If your pension has fallen in value over recent months, or your predicted income is less you had hoped for, you may presume that you cannot afford to retire.
But you could be pleasantly surprised to find you need substantially less than you thought to fund retirement. Outgoings may change more than anticipated, and with financial advice, there are plenty of tax-free allowances to make use of to build your income. Here are some considerations for working out how much you will really need.
Your spending will change
As a starting point, review your current outgoings by checking bank statements, and consider which of these you will no longer be paying for when you stop working, and which may rise. Mortgages and loans are often paid off by the time you reach retirement but, conversely, your energy bills and food costs may rise as you spend more time at home. Think about what your outgoings in retirement are likely to be, and how you
might cut any unnecessary costs. There are plenty of online budgeting tools that can help.
You will have access to tax-free cash
From age 55 you can draw your retirement income as you wish from your pension – including taking 25% from your pot as a tax-free lump sum. If you have any outstanding liabilities, such as a mortgage or other debts, this could be used to clear these and enable you to retire debt-free. However, beware of the money purchase annual allowance (MPPA) if you take an income from any of your personal pensions, beyond the tax-free cash. This reduces the amount you can still save tax-efficiently into a pension to only £4,000 per tax year, instead of £40,000. If you are unsure about how to manage pension withdrawals, an adviser can help you decide.
You will likely pay less tax
Remember that if you are no longer working, you won’t be paying income tax or National Insurance. On a £60,000 salary, for example, this amounts to a hefty £11,496 in income tax, and £5,060 in National Insurance, per year. You may also stop contributing to your pension in retirement, although rules enable you to carry on doing so, and receive tax relief, until age 75.
You can minimise tax liabilities
Your income is taxed as usual in retirement, at your marginal rate, but with careful management and advice from an adviser, you could minimise this.

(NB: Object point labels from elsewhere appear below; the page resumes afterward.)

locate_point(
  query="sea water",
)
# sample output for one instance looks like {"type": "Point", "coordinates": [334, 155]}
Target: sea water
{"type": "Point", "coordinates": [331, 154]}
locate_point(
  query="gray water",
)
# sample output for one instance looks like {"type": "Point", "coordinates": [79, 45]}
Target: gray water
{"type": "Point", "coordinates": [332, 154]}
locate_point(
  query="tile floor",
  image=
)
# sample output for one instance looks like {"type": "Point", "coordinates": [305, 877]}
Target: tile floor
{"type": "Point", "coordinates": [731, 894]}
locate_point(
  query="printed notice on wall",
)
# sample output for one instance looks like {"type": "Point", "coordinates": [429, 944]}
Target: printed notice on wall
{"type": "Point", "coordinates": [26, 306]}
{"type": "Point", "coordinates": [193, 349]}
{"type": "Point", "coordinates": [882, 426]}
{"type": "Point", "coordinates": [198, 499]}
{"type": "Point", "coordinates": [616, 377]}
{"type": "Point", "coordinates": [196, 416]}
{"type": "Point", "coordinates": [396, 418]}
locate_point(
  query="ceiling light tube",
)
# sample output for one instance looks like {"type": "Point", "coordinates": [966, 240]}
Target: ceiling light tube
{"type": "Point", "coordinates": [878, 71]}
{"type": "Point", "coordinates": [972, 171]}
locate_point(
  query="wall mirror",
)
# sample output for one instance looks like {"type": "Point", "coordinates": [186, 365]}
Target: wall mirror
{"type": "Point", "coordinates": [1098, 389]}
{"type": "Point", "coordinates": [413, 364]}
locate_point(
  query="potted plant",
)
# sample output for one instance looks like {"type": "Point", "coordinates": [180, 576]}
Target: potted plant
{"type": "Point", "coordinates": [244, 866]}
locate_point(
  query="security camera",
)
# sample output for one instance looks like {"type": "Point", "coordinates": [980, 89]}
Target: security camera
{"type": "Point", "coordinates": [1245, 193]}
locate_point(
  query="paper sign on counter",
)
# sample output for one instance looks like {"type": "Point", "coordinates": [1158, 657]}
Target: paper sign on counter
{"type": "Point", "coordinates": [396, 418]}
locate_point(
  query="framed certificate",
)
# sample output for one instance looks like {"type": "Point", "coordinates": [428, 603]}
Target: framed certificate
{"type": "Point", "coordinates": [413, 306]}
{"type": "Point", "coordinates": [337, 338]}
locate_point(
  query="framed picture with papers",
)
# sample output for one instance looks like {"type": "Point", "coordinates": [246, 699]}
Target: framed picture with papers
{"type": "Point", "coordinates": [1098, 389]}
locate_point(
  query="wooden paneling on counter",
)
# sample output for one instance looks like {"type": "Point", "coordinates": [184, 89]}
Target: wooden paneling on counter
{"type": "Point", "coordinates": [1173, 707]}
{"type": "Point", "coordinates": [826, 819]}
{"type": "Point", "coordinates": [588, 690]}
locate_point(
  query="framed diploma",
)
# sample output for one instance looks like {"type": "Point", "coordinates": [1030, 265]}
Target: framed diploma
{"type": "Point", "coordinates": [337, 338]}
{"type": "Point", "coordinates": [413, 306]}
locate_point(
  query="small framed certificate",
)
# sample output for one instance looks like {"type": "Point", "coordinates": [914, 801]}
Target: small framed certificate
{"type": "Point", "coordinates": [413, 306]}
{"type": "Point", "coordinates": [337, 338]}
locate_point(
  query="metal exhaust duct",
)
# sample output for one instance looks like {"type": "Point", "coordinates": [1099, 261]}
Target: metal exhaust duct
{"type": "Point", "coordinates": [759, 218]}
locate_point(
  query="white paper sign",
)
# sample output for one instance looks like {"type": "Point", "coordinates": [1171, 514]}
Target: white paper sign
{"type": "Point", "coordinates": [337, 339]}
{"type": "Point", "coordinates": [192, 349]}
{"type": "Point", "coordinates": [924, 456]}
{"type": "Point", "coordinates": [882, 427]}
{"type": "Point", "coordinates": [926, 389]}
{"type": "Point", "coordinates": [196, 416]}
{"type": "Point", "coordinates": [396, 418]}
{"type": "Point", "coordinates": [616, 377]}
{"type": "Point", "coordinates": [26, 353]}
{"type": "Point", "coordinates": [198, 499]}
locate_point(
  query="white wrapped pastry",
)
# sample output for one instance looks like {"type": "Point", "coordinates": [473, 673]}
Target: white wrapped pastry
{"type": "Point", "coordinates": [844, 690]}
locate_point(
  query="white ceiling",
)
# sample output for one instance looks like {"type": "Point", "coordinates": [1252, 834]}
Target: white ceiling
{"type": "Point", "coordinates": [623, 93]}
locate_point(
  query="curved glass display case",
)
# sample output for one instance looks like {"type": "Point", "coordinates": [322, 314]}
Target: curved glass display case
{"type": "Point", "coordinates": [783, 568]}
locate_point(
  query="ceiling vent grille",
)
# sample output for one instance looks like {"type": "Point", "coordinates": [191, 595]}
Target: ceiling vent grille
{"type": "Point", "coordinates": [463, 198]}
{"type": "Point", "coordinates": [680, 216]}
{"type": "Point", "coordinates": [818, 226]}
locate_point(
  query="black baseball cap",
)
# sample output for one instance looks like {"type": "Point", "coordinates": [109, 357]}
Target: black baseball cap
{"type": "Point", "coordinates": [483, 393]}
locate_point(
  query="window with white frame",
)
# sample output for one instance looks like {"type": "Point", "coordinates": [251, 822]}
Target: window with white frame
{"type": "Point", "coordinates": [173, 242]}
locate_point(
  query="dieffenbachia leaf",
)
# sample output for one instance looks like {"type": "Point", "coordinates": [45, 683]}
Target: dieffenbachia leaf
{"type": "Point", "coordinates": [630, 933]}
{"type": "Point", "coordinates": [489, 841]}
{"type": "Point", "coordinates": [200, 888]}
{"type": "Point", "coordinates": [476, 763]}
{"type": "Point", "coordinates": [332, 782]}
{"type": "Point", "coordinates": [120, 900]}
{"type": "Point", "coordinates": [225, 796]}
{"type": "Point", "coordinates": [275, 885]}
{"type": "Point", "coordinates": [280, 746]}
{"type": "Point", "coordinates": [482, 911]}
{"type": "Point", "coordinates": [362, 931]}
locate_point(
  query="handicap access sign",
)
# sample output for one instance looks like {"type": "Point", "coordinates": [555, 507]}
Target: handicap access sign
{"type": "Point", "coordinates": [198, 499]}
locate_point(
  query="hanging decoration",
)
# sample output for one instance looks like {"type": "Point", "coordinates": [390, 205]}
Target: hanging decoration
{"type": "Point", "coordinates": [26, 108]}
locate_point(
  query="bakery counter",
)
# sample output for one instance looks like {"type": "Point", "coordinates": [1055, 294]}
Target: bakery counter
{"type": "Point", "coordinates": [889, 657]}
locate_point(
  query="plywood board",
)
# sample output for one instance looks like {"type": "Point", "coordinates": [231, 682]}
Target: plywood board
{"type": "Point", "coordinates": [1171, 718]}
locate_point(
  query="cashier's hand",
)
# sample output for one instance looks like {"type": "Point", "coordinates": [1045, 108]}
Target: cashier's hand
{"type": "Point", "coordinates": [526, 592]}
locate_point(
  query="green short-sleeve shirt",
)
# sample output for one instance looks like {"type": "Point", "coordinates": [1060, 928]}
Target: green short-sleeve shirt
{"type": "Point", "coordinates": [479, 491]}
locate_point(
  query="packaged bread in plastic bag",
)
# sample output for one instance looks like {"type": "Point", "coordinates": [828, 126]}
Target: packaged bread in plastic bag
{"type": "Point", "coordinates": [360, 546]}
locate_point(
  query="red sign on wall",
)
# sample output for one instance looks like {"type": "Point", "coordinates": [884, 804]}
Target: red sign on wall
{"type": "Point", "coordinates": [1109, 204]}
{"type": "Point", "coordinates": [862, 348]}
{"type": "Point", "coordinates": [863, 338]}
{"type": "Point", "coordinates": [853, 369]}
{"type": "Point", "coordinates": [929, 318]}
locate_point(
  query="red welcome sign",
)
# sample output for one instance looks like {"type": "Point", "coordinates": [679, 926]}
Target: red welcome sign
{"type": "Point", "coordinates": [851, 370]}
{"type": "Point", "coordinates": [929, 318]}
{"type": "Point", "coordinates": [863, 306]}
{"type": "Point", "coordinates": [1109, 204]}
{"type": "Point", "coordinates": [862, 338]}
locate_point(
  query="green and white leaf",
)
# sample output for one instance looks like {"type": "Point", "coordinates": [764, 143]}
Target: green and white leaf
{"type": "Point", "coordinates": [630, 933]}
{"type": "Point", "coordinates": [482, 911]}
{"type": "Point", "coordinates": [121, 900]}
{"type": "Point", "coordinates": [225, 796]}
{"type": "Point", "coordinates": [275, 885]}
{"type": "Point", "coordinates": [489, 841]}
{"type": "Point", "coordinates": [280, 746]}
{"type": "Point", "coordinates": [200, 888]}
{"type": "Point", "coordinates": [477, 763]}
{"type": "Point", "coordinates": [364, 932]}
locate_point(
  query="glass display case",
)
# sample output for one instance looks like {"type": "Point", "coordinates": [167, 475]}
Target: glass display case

You have plenty of tax-free allowances, including the £12,500 personal allowance, £2,000 dividend allowance, and £1,000 personal savings allowance (PSA) for basic-rate taxpayers – falling to £500 for higher-rate taxpayers. You may also benefit from your £12,300 capital gains tax (CGT) allowance on any profits you make when you sell assets. With some thought on how to maximise these allowances in retirement, you may
receive a higher retirement income than anticipated.
You can maximise income sources
You may have a wide range of potential income sources for retirement. These could include company and personal pensions, the state pension, ISAs, other investments, savings
and assets. By taking advice in the run up to retirement, you can work out how to turn your various assets into an income, using your tax allowances.
You have flexibility
Remember you have many options and can do as you wish with your retirement pot since the introduction of pension freedoms in April 2015. You may want some core, guaranteed income, for essentials
such as gas, electricity and food costs. Your essential income may be met in various ways: • A final salary, or defined benefit pension from an old employer; • Your state pension; • Purchasing an annuity, which is a financial product that guarantees an income for life.
The remainder of your income could come from the rest of your savings and investments. Ultimately, however, doing the sums to decide how much you need and how this can be produced may be difficult.
Seeking financial planning advice can be crucial to give you an idea of how much money you need to cover your essential outgoings, alongside maximising additional income from various assets to meet your personal retirement aspirations.